Аномалия Камлаева - Сергей Самсонов
Шрифт:
Интервал:
Закладка:
— Ты тогда еще сказал, что кошка грациозна, даже когда справляет нужду, и ни одна на свете женщина не сравнится с кошкой по грациозности движений, по безукоризненности манер.
— Ну, я тогда еще не был знаком с тобой достаточно близко. И мне очень хотелось наблюдать за тобой во всех ситуациях и проявлениях — чтобы убедиться, что в отношении одной женщины на свете я все-таки ошибаюсь. А помнишь, когда были в Риме, твоя шпилька застряла в решетке водостока, и ты безуспешно пыталась выдернуть каблук, перегнувшись вдвое, встав в ту откровенно непристойную позу, которая не вызывает у мужчины ничего, кроме мысленной матерной ругани и неотвязного, как чесотка, желания обладать. Вся мужская часть толпы в ту минуту перестала говорить по телефонам, с вожделением глядя на тугие твои ягодицы, на бесстрашный, отчетливо раздвоенный круп, обтянутый рыжей юбкой и беззастенчиво выставленный на всеобщее обозрение. Я смотрел на тебя сквозь открытую дверь траттории — на то, как, распрямившись, ты скачешь на одной ноге, поджимая вторую, голую, — и видел тебя как будто впервые: твои волосы, ноги, голую спину, лихорадочный скок на единственном каблуке. И вот наконец-то завидев меня и с секундным опозданием сообразив, что я не тороплюсь тебе помочь, ты посмотрела на меня с обещанием отомстить.
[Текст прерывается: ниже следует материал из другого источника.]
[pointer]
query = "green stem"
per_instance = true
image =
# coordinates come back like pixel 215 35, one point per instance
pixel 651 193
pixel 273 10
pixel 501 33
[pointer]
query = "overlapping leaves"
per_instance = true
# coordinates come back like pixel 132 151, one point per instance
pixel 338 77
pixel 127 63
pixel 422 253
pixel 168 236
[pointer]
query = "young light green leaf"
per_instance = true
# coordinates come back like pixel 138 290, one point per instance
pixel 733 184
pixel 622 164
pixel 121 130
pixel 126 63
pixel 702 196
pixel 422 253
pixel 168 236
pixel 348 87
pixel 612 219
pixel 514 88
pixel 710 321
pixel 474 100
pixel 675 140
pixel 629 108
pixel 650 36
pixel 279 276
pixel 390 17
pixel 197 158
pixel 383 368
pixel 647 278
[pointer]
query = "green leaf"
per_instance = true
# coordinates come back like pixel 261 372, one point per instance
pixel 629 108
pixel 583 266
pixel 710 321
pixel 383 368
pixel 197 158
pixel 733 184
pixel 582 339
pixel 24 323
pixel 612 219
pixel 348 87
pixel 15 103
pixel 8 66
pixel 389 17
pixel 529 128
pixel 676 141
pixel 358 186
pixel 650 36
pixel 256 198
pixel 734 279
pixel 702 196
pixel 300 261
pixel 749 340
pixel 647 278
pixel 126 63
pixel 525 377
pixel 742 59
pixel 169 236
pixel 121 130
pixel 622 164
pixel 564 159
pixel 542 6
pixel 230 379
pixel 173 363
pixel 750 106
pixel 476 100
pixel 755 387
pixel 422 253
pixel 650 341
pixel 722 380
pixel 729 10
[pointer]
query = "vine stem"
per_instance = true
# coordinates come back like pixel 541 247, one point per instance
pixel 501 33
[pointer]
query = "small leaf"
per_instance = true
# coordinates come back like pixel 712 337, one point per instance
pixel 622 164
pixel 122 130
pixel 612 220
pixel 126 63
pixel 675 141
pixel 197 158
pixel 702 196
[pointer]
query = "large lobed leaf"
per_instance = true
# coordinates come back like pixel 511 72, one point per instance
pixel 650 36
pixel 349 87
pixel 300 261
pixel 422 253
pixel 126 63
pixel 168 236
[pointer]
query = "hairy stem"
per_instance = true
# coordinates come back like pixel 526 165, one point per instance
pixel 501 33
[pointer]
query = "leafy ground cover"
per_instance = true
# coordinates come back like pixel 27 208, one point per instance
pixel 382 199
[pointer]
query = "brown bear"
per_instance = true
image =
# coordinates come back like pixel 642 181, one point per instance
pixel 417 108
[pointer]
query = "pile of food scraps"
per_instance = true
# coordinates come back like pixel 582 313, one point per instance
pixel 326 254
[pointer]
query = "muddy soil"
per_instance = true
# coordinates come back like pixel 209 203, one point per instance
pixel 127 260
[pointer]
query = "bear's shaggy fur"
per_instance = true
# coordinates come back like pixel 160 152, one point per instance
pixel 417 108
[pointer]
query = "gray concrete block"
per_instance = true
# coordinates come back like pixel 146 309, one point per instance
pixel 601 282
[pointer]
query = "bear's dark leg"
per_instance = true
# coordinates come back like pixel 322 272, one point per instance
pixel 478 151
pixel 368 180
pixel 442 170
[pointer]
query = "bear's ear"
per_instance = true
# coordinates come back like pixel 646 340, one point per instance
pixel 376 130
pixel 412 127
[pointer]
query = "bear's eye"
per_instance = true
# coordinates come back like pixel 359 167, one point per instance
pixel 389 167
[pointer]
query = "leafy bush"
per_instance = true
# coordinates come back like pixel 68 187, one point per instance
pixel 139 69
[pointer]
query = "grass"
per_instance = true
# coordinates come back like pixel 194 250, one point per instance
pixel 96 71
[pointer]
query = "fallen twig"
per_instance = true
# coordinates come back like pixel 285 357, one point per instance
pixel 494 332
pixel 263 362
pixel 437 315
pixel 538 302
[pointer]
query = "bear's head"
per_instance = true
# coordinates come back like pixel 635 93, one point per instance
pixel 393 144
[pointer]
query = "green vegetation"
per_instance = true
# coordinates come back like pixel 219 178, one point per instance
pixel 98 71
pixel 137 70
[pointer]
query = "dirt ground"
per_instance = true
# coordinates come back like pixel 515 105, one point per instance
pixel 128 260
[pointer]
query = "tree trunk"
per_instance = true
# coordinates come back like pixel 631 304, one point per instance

Я пошел помогать и, опустившись на колени, стал вывинчивать каблук твоей новой, дорогой, итальянской туфли, ничего не выходило, до тех пор пока не выдралось с мясом, и каблук так и остался в той решетке, а я виновато протянул тебе искалеченную туфлю. Это как в той рекламе, помнишь, где дрессированная девица, забросив в белозубую пасть очередной спасительный мятный леденец, мгновенно находит «свежее решение» и решительно уравнивает пострадавшую и целую туфлю в правах. Но в отличие от этой рекламной девицы ты не стала отрывать второй каблук — ты окончательно разулась, разнуздалась и, зажав в кулачках вчерашние свои обновки, принялась колотить меня ими по спине. Я оторвал тебя вместе с босыми ногами от мостовой и понес, а ты все лупила меня, вознаграждая за нерадивость, воздавая за эгоистичное любование на тебя, и уцелевший каблук пару раз вонзился мне довольно больно под лопатку…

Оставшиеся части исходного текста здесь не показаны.